For more information take a look at the HTTPX SSL configuration documentation.
Ocean SSL verification settings
Ocean exposes structured TLS settings for Port API traffic and third-party API traffic (Jira, GitLab, GitHub, etc.). These are separate from SSL_CERT_FILE / SSL_CERT_DIR: use Ocean settings when the CA is trusted but Python 3.13+ rejects the certificate for strict X.509 rules (for example missing Authority Key Identifier behind an SSL inspection proxy).
Settings are read from environment variables at startup (Pydantic nested OCEAN__ convention).

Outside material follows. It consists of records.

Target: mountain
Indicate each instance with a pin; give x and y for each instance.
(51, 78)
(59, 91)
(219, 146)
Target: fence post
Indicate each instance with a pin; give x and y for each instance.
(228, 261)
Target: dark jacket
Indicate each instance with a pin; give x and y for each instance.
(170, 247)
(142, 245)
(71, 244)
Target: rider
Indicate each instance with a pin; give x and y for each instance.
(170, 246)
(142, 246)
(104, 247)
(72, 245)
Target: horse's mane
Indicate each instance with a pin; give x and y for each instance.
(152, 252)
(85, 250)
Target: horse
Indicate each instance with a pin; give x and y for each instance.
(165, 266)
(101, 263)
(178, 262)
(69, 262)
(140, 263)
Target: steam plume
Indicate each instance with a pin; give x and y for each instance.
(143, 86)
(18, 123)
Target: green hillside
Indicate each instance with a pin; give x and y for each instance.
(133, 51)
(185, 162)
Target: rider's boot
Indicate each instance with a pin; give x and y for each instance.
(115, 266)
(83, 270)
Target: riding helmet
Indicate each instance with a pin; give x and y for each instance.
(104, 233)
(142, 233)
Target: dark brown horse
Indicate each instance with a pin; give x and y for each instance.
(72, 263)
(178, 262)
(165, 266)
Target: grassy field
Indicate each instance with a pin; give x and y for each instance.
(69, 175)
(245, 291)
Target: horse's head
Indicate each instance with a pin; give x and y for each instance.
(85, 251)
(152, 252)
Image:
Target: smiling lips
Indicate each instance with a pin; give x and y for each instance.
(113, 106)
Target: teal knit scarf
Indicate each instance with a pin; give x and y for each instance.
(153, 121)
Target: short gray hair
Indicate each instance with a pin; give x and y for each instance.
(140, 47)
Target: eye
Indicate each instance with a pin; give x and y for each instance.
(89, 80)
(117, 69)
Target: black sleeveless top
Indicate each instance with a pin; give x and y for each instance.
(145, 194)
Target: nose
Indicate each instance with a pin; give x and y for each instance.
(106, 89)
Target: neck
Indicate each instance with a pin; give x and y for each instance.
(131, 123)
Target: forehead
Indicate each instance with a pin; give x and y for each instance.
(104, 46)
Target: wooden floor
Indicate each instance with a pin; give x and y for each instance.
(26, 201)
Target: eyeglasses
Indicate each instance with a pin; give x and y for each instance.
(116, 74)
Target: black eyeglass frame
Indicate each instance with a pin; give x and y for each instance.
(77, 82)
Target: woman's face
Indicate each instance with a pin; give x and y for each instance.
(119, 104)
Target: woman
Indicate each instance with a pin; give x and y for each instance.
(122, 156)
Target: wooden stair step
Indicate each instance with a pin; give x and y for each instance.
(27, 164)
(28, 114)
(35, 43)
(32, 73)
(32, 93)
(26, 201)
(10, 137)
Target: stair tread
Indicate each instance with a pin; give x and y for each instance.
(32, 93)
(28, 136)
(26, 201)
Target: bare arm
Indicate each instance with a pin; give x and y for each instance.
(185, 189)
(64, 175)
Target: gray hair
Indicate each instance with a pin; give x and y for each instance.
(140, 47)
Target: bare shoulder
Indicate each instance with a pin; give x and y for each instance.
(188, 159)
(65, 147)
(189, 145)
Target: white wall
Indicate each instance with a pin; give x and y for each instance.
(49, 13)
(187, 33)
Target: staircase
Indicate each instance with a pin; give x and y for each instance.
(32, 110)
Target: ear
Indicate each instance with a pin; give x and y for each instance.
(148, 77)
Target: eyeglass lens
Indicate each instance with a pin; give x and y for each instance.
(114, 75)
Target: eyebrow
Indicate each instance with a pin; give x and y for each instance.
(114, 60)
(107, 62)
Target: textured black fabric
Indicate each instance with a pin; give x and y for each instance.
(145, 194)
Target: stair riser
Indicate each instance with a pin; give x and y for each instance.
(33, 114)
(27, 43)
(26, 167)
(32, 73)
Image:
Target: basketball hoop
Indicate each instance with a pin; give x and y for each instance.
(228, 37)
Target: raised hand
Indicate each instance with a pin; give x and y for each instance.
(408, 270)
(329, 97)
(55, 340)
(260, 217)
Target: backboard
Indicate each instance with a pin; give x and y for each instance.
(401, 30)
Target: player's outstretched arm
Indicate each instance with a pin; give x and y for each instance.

If unset, defaults are secure: certificate and hostname validation on, strict X.509 profile on.
Environment variables
| Variable | Default | Applies to |
|---|---|---|
OCEAN__SSL__PORT__VERIFY | true | Port API (api.getport.io, ingest, etc.) |
OCEAN__SSL__PORT__X509__STRICT | true | Port API |
OCEAN__SSL__THIRD_PARTY__VERIFY | true | Third-party APIs (GitLab, Jira, Datadog, …) |
OCEAN__SSL__THIRD_PARTY__X509__STRICT | true | Third-party APIs |
What each setting does
verify | x509.strict | Behavior |
|---|---|---|
true | true | Default — same as stock httpx / Python TLS |
true | false | Still validates certificate chain and hostname; relaxes Python 3.13+ VERIFY_X509_STRICT (common fix for corporate SSL inspection / AKI-less proxy certs) |
false | (ignored) | Disables all TLS verification — break-glass only |
Corporate proxy / SSL inspection (Python 3.13+)
If TLS to a third-party API fails after upgrading to Python 3.13, and traffic goes through a corporate firewall that re-signs certificates, try:
OCEAN__SSL__THIRD_PARTY__X509__STRICT=false
Only change Port API settings if Port calls also fail:
OCEAN__SSL__PORT__X509__STRICT=false
If the private CA is not in the system trust store, configure SSL_CERT_FILE or SSL_CERT_DIR first. Ocean SSL settings do not replace trusting your internal CA.
Which integrations are covered
OCEAN__SSL__THIRD_PARTY__* applies to integrations that use Ocean's http_async_client or OceanAsyncClient without passing an explicit verify= argument — 38 integrations, including gitlab-v2, github, jira, azure-devops, and snyk.
Not covered: vendor SDK integrations (aws, azure, gcp, kafka, gitlab v1, newrelic), the custom integration (uses its own verify_ssl config), and argocd when allow_insecure=true.
Security notes
- Prefer
x509.strict=falseoververify=false. Non-strict X.509 still validates the chain and hostname;verify=falsedisables all protection. - Ocean logs a warning at startup when any non-default SSL setting is active.
- Do not use
verify=falsein production without explicit security approval.